Digger manufacturer JCB said it has been approached by Prime Minister Boris Johnson to see if it could help with the production of ventilators.
The company chairman, Lord Bamford, said it is "unclear as yet" whether it can assist, but its research and engineering teams are "actively looking" at the request.
Plea for ventilators
The health service is to stop non-urgent surgery and implement a huge training programme to retrain medics from other specialisms to treat those who become seriously ill with the Covid-19 disease.
"We will stop at nothing to fight this virus and I think people have got the impression otherwise," Hancock said.
Prime Minister Boris Johnson is to hold a conference call with industry leaders later to discuss the need to help produce medical equipment "at speed", Hancock said.
Hancock said there were 5,000 ventilators available at the moment, but that many times that number would be needed.
Work is also under way to buy up thousands of private hospital beds to boost NHS capacity should it be needed and the possibility that empty hotels may be requisitioned has not been ruled out.
Hancock declined to give details of when the over-70s would be asked to self-isolate or how long the advice would last, saying: "We want to be ready to say that when we judge, based on the scientific advice, that the time has come."
"We know that when you ask people to do this sort of thing that they can tire of it, it also has negative impacts," he added.
The minister earlier used an article in the Sunday Telegraph to liken the coronavirus crisis to World War II.
He wrote that, despite the Blitz, the UK "pulled together in one gigantic national effort" and that the same must happen once more.
It came as the government's strategy was criticised by some scientists, who wrote to ministers urging them to introduce tougher measures to tackle the spread of Covid-19.
"Of course there is a scientific debate around scientific concepts but I want to be absolutely crystal clear, we will do what is necessary," Hancock said.
Shadow health secretary Jonathan Ashworth said the public did not want ambiguity from the government.
"People just want clear advice.

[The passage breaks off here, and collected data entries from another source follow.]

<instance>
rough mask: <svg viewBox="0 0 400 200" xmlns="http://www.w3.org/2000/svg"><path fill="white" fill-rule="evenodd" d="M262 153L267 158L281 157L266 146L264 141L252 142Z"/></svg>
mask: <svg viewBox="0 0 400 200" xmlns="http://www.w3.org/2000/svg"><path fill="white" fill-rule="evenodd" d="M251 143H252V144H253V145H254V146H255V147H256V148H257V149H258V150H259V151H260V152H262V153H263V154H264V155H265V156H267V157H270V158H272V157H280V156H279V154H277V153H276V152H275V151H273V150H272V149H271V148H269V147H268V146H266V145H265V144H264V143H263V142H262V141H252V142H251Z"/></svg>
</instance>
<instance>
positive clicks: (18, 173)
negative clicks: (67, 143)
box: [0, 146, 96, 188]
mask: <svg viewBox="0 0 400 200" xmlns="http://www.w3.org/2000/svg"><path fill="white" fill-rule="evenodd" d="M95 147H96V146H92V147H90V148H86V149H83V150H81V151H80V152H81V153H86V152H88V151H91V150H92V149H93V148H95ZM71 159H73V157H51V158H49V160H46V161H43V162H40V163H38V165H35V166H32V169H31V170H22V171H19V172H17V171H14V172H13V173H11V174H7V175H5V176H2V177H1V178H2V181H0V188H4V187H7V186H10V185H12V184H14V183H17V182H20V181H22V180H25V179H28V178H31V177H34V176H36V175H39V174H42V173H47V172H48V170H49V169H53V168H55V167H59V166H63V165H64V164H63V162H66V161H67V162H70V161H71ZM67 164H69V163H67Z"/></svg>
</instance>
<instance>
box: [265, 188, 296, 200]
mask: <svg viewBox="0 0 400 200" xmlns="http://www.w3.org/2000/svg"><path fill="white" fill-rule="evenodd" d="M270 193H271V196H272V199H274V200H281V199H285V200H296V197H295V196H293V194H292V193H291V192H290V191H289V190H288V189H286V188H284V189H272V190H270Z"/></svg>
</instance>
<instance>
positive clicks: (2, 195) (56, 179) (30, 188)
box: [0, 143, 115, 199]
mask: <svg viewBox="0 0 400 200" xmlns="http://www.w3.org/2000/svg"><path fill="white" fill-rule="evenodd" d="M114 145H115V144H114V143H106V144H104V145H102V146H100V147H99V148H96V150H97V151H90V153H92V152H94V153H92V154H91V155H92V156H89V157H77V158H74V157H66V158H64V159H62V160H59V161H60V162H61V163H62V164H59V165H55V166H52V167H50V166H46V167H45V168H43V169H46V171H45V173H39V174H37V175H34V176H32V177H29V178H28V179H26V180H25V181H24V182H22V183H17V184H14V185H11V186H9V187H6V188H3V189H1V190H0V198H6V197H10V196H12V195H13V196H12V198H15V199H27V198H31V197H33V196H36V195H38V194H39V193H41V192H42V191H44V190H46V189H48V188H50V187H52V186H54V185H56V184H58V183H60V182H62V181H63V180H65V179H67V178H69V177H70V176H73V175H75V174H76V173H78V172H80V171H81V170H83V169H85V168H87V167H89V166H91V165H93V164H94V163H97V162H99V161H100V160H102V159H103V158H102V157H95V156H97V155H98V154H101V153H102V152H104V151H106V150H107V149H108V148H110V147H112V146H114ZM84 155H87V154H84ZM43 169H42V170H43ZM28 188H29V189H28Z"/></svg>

The prime minister should be out there daily speaking to the nation and explaining why things are changing," he told Sky News' Sophy Ridge.
An emergency bill giving the government temporary powers to tackle the outbreak will be published next week.
Labour leader Jeremy Corbyn has asked for "urgent sight" of the draft laws and for a meeting with the prime minister to discuss the crisis.
His party has already called on the government to publish the scientific modelling and data that it is using to inform its approach.